There's a couple of idioms going on there which are not obvious nor well documented which might be tripping you up. Let's cover them.

First is this...

($copy = $original) =~ s/foo/bar/;

This is a way of copying a variable and performing a search and replace on it in a single step. It is equivalent to:

$copy = $original;
$copy =~ s/foo/bar/;

The =~ operates on whatever is on the left after the left hand code has been run. ($copy = $original) evaluates to $copy so the =~ acts on the copy.

s#^.*/##g is the same as s/^.*\///g but using alternative delimiters to avoid Leaning Toothpick Syndrome. You can use just about anything as a regex delimiter. # is common, though I think its ugly and hard to read. I prefer {} because they balance. s{^.*/}{}g is equivalent code.
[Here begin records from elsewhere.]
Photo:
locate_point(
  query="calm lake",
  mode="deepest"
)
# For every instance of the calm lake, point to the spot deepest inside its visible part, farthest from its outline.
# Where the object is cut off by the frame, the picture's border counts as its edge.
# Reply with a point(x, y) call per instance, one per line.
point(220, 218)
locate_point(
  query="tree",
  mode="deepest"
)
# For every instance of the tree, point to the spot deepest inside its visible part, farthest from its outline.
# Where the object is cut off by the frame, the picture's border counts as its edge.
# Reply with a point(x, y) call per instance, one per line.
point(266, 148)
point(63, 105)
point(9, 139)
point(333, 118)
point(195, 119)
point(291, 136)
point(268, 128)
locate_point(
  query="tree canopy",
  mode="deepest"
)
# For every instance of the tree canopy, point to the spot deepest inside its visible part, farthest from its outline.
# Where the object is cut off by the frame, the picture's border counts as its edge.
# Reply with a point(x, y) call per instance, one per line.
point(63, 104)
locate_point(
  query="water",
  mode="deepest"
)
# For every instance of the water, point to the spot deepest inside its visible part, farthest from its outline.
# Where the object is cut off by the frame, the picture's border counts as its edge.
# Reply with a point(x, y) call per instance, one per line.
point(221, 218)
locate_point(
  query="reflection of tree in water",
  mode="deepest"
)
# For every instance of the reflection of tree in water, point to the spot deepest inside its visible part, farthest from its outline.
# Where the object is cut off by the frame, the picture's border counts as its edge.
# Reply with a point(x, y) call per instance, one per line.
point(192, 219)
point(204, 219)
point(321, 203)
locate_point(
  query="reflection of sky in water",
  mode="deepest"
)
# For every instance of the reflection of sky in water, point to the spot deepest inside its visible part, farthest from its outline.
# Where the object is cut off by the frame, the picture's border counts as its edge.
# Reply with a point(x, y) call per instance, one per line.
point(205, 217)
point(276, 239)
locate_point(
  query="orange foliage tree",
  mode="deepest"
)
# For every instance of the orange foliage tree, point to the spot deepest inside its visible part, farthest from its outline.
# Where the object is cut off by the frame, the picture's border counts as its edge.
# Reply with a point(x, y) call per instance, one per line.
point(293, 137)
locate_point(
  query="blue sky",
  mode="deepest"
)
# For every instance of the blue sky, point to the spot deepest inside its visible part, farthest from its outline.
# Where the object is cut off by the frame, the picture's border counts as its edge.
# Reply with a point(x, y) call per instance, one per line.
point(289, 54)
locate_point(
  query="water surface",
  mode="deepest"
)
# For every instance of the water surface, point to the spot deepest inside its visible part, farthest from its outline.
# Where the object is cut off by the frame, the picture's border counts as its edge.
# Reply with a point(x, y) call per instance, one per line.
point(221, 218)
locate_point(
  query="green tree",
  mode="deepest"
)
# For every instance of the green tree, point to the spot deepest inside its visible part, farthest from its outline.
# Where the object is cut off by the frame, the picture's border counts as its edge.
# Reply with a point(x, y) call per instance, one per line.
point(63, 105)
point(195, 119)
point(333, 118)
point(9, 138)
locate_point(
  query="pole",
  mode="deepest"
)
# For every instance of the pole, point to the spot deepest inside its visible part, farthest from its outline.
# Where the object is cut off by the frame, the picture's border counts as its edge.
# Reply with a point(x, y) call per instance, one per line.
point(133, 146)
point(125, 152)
Unrolling the idioms, you have this:

$script = $0;
$script =~ s{^.*/}{}g;

$0 is the name of the script. So this is code to copy the name of the script and strip everything up to the last slash (.* is greedy and will match as much as possible) off it. It is getting just the filename of the script.

The /g indicates to perform the match on the string as many times as possible. Since this can only ever match once (the ^ anchors it to the beginning of the string) it serves no purpose.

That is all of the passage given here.